Ramdisks can offer a level of performance that is simply amazing. More than just a tool for benchmarking, there are new devices that utilize ramdisks for a bit of the ultra-performance.
Ramdisks are usually spoken of in hushed tones when sysadmins get together. Some view them with awe because of their performance and some view them with skepticism and say they are only useful for creating benchmarks. Almost all of them agree that using them on a regular basis must be done with care because of the problem of losing power shuts immediately shuts down the ramdisk erasing the contents of the ramdisk. However, there are uses for ramdisks besides running benchmarks. More over there are storage devices that use RAM as the storage media that can reach rarefied levels of performance of millions of IOPS.

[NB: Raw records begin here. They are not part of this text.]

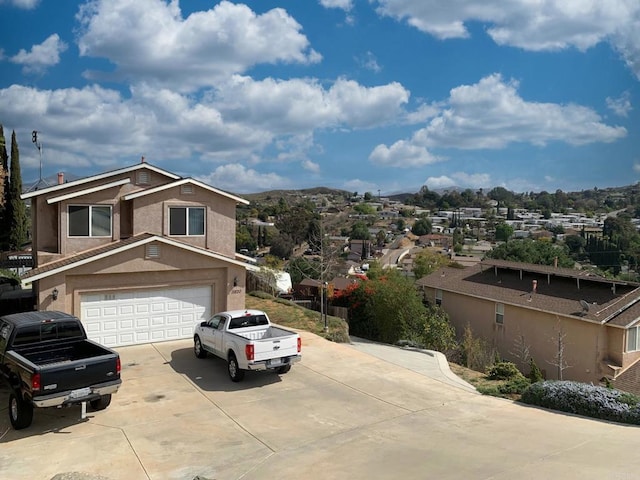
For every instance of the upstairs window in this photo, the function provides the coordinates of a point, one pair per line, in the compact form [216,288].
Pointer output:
[186,221]
[89,220]
[633,339]
[500,313]
[438,297]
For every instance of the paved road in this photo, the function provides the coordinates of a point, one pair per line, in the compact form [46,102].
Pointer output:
[340,413]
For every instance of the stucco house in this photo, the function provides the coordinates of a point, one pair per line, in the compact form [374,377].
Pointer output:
[596,321]
[139,254]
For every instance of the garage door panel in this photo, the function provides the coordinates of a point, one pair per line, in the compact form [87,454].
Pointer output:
[128,318]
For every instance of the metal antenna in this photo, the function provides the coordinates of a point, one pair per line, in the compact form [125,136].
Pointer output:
[34,139]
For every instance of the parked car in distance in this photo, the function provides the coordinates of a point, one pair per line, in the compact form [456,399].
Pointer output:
[247,340]
[47,361]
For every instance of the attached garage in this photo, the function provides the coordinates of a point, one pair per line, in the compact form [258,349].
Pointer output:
[132,317]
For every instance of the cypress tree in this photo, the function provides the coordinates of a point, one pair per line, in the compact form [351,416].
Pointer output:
[15,208]
[4,189]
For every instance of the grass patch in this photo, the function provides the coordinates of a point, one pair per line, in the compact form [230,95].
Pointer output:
[288,314]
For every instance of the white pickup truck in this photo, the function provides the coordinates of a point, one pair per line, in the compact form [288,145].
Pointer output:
[247,340]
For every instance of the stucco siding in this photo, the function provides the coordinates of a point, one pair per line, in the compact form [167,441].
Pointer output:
[585,344]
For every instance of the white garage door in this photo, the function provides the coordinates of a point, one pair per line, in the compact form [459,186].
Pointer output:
[144,316]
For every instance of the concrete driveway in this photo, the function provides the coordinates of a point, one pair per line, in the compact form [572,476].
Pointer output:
[340,413]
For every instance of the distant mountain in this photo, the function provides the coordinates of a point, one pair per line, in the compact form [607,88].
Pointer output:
[277,194]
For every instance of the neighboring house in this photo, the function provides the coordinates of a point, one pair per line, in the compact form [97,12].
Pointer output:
[139,254]
[594,321]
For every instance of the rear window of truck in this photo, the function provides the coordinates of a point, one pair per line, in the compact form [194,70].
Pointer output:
[248,321]
[47,331]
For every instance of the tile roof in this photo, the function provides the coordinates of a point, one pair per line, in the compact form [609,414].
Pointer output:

This article takes a quick break from the 2.6.30 kernel bonanza of file systems to discuss ramdisks and file systems that use them, such as tmpfs. It will also discuss possible uses for ramdisks. Finally it will present some storage devices that use RAM as the storage media. These devices range from very expensive enterprise class storage to devices that can fit into your desktop.

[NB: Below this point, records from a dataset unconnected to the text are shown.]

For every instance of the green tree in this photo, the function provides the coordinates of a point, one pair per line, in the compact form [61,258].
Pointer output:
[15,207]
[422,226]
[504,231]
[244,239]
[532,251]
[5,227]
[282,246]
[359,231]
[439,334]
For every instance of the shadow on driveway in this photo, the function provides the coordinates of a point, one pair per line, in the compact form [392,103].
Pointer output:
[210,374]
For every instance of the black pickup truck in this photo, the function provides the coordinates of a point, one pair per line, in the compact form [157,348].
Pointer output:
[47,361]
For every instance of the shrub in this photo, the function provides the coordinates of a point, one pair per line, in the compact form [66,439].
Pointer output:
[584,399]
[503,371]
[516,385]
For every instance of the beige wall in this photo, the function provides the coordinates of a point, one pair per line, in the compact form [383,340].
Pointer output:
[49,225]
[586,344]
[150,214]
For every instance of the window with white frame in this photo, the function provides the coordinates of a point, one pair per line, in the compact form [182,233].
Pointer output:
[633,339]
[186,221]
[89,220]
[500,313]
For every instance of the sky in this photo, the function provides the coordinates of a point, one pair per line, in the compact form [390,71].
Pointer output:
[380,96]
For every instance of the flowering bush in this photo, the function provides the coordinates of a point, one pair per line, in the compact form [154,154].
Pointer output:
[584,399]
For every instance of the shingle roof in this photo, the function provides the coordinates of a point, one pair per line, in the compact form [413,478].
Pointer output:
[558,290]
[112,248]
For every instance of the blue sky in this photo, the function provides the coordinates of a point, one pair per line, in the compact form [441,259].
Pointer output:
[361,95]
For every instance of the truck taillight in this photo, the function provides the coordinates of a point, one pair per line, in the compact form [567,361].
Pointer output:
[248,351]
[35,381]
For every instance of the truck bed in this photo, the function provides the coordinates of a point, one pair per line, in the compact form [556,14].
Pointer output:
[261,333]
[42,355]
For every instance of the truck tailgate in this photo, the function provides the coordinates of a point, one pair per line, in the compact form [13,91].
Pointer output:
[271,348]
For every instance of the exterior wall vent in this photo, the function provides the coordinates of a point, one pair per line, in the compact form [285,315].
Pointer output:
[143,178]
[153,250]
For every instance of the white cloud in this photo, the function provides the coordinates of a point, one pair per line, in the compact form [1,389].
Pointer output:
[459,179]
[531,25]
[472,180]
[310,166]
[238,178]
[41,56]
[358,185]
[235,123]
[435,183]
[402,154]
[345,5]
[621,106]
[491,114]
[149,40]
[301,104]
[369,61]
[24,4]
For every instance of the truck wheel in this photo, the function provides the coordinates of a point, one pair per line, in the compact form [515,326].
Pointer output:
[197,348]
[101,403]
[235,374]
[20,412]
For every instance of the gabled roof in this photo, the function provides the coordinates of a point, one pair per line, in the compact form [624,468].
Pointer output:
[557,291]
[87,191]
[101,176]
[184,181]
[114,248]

Introduction to Ramdisks, RamFS, and tmpfs
The concept of a ramdisk is fairly simple – take a piece of memory and make it appear as a hard drive (block device) to the OS. It can be then used for storing data. But the memory used for the ramdisk is unavailable to the OS for anything else. If the power is removed then the data on the ramdisk is lost. This can be thought of as a good or bad result depending upon your perspective. It’s bad because you lose the data if you haven’t copied it permament media (hard drives or flash). It’s a good thing from a privacy perspective because when the power is lost all data is gone and can’t be reconstructed. In addition, if you want to install the OS after a power loss or a reboot, then using a ramdisk is also a good option.

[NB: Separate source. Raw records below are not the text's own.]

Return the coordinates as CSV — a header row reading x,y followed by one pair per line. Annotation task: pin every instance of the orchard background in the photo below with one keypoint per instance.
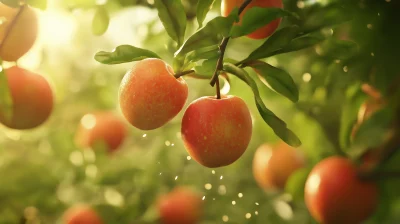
x,y
317,69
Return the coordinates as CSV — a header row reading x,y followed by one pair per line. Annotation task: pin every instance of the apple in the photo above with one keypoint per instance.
x,y
273,165
216,132
263,32
334,193
32,99
81,214
18,32
150,95
101,128
180,206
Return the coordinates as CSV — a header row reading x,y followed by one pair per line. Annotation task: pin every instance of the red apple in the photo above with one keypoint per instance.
x,y
263,32
334,193
216,132
150,95
273,165
180,206
101,128
81,214
32,99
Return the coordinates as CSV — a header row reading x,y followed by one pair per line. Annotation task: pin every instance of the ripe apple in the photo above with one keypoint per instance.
x,y
334,193
216,132
81,214
101,128
263,32
180,206
150,95
18,32
32,99
273,165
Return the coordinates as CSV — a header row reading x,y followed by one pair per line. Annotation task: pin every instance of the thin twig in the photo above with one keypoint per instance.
x,y
218,89
179,74
222,48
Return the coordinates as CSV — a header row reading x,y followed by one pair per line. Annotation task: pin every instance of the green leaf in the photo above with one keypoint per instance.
x,y
339,49
202,9
207,68
278,126
296,182
255,18
11,3
204,53
277,41
40,4
173,17
6,104
349,114
208,35
124,54
277,79
100,22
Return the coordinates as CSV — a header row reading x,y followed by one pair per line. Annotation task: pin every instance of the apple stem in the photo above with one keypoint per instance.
x,y
179,74
218,89
222,48
8,31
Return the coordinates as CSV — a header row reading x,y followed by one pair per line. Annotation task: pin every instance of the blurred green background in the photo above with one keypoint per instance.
x,y
43,172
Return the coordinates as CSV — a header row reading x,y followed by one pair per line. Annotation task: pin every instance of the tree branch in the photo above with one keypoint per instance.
x,y
222,48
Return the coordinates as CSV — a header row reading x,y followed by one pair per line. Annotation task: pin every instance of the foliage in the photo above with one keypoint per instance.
x,y
308,78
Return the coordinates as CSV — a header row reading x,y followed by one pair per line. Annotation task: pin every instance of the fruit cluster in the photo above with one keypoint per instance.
x,y
216,131
31,94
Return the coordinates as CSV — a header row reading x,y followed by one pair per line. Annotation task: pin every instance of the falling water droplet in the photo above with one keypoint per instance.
x,y
222,189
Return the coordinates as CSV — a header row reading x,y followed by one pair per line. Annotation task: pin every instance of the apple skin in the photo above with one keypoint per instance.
x,y
150,95
103,127
21,36
32,99
263,32
273,165
81,214
334,193
180,206
216,132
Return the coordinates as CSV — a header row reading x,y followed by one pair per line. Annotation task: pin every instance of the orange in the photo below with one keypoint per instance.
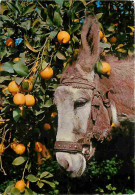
x,y
10,42
63,37
27,85
5,91
46,73
1,69
20,185
101,34
106,68
104,39
13,87
2,148
47,126
16,59
113,39
38,147
34,68
19,99
13,145
22,109
19,149
30,100
53,114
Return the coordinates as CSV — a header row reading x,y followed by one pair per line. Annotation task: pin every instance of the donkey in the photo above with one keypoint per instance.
x,y
88,103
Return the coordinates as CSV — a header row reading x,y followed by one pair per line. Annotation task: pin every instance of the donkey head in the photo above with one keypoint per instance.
x,y
74,99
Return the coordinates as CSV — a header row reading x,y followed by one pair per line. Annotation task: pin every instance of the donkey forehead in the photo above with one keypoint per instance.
x,y
68,92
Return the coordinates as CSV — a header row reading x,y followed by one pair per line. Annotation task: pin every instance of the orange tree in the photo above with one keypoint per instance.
x,y
39,39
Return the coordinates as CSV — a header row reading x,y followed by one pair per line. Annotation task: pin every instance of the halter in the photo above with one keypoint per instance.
x,y
77,147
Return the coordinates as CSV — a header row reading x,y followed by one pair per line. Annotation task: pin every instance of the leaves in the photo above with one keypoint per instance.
x,y
21,69
19,160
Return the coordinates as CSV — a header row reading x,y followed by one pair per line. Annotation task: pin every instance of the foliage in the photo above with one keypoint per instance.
x,y
33,26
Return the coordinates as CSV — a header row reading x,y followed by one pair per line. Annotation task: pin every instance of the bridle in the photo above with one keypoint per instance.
x,y
85,142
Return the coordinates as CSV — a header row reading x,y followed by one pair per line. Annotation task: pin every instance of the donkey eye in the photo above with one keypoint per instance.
x,y
80,104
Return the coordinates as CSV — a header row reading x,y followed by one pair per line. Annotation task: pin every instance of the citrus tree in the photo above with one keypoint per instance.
x,y
39,39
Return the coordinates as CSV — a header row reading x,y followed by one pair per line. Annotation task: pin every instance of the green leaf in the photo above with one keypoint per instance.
x,y
53,34
32,178
59,2
15,191
16,114
20,68
8,67
60,56
19,160
46,175
40,184
98,16
49,183
26,24
29,9
57,19
48,103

Linux has two primary ramdisk file systems available for use. The first, and earliest is called RamFS and was developed in the 2.4 kernel time frame and is still available in the 2.6.30 kernel. There is also tmpfs. Each has it’s own pluses and minuses that are summarized here:
| Feature |
RamFS |
tmpfs |
| Dynamically grow file system? |
Yes |
No |
| Uses swap space? |
No |
Yes |
| Fill Maximum Space and Continue Writing? |
Will continue writing |
Generate error |
Recall that in both cases, RamFS and tmpfs, they are volatile storage and losing power will erase all of the data in the file system. Which ramdisk file system you select depends upon your requirements. RamFS is attractive in that you can keep filling the file system as needed. But there is a danger in that you can fill it until you run out of memory and starve the OS (the VM can’t free the memory used for RamFS because it thinks that the files should be written to the backing storage, a block device, but RamFS doesn’t have any backing store). On the other hand, tmpfs has a fixed size so you need to know how large a file system you need apriori and create it. But if you need more space than the mounted tmpfs, then it will use swap space. This could be good or bad depending upon your use case and your perspective.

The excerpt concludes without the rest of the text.